LLM Leaderboard

LLM leaderboard for SWE-bench, coding agents, benchmarks, and API pricing.

Compare GPT-5.5, Claude Opus, Gemini, Composer, DeepSeek, and frontier LLMs by SWE-bench, GPQA, MATH-500, HLE, Terminal-Bench, coding agent index, token pricing, and AskClash RWT scores. Compare GPT vs Claude vs Gemini, open-weight models, and the newest frontier releases in one benchmark table.

#1 Claude Mythos/Fable 5Current overall leader with score 96.7 across public benchmark cells and AskClash RWT.
SWE-bench & coding agentsTrack SWE-bench, SWE-Pro, SWE-Atlas, Terminal-Bench, and Artificial Analysis coding agent index scores side by side.
LLM pricing & contextSee input/output token pricing, context window, and billing access path for each model row.

Top LLM benchmark rankings

These ranked rows are cached from the live AskClash leaderboard. Open any model for SWE-bench breakdowns, benchmark cells, pricing, and comparison links.

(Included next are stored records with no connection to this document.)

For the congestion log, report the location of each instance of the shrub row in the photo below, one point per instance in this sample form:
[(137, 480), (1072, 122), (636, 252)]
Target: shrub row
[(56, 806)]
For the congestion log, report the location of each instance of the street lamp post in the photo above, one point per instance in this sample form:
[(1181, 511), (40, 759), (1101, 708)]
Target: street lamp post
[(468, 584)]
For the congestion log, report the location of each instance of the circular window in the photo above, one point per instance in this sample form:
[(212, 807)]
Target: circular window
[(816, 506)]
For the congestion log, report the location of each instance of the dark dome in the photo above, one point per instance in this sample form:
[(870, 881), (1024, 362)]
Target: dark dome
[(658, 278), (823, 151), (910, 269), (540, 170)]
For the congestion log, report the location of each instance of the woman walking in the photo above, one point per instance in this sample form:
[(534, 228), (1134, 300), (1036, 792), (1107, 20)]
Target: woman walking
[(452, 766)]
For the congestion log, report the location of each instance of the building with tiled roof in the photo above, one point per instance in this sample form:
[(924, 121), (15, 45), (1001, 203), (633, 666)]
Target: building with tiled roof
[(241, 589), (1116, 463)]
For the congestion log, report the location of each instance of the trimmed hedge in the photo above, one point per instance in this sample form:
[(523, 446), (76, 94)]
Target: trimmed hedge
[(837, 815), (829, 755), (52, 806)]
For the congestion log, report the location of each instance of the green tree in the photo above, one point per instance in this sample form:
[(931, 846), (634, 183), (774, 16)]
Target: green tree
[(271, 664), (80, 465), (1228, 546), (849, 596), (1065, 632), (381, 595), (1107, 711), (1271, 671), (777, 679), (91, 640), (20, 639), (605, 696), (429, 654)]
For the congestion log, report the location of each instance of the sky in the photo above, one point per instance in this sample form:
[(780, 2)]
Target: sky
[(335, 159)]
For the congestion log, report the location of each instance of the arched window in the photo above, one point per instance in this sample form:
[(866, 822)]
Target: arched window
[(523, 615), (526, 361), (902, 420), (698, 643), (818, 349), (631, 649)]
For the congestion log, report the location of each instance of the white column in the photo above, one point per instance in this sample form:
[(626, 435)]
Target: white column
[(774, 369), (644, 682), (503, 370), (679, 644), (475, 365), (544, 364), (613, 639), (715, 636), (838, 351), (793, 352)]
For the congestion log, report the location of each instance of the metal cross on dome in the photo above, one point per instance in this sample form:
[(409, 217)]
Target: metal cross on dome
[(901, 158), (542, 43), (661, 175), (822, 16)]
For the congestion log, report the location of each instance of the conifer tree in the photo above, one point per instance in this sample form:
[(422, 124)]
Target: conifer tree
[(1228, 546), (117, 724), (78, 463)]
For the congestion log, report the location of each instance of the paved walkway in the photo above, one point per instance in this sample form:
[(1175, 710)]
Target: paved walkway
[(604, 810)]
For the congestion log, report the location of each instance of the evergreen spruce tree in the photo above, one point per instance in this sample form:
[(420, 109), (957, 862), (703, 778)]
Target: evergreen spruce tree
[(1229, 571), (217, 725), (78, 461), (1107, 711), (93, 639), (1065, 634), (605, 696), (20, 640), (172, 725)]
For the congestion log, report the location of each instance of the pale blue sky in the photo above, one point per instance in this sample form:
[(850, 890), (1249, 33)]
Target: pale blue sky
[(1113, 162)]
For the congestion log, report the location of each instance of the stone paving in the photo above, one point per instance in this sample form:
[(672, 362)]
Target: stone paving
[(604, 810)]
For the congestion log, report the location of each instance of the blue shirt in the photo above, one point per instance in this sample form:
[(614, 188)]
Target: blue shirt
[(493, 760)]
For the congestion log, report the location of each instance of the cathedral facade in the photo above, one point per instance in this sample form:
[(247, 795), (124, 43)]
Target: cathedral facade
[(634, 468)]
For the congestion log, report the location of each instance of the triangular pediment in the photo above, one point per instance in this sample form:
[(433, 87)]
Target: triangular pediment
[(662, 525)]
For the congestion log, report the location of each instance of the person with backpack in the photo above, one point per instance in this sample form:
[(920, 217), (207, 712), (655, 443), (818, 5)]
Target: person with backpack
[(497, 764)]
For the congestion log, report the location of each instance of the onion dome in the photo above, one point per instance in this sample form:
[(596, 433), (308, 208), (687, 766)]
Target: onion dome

#ModelCreatorOverallSWEPrice in/out
1Claude Mythos/Fable 5Anthropic96.795.5$10.0 / $50.0
2Claude Opus 4.8 (Adaptive)Anthropic90.788.6$5.00 / $25.0
3GPT-5.5 xHighOpenAI87.3$5.00 / $30.0
4Claude Opus 4.7 (Adaptive)Anthropic82.487.6$5.00 / $25.0
5GPT-5.4 xHighOpenAI73.8$2.50 / $15.0
6Gemini 3.5 Flash HighGoogle69.7$1.50 / $9.00
7Kimi K2.7 CodeMoonshot AI69.080.2$0.95 / $4.00
8Gemini 3.1 ProGoogle66.980.6$2.00 / $12.0
9Claude Opus 4.6 (Adaptive)Anthropic66.880.8$5.00 / $25.0
10Kimi K2.6 ThinkingMoonshot AI63.280.2$0.95 / $4.00
11Qwen3.7 MaxAlibaba58.480.4$2.50 / $7.50
12Qwen3.7 PlusAlibaba58.477.7$0.40 / $1.60
13Composer 2.5Cursor57.9$0.50 / $2.50
14MiniMax-M3MiniMax52.480.5$0.30 / $1.20
15DeepSeek V4 Pro (Max)DeepSeek45.680.6$1.74 / $3.48

Benchmarks and search topics covered

This page targets common LLM comparison queries: best coding LLM, SWE-bench leaderboard, GPT-5.5 vs Claude, Gemini benchmark scores, LLM API pricing comparison, and frontier model rankings.

SWE-bench & software engineering

Compare SWE-bench Verified, SWE-Pro, SWE-Atlas, and Terminal-Bench scores for coding-focused model selection.

Reasoning & knowledge

Track GPQA, MATH-500, HLE, ARC-AGI-2, Tau2, and multimodal benchmarks like MMMU-Pro when providers publish them.

AskClash RWT

Real World Testing adds a hands-on quality signal on top of public benchmark tables so rankings reflect practical use, not only vendor cards.

Frequently asked questions

Which models are on the leaderboard?

Frontier proprietary models, adaptive variants, and major open-weight releases from OpenAI, Anthropic, Google, Meta, DeepSeek, Alibaba, Moonshot, Z.ai, and Cursor when benchmark data is available.

Is this the same as Artificial Analysis or LMSYS?

AskClash combines multiple public benchmark sources into one weighted table with pricing, context, access path, and AskClash RWT instead of showing a single vendor index alone.

How often do rankings update?

Benchmark snapshots refresh from cached collector data. Reload the live leaderboard for the newest model rows and scores.

The interactive leaderboard loads in the browser. This crawlable page gives search engines stable copy for LLM leaderboard, benchmark comparison, and model ranking intent.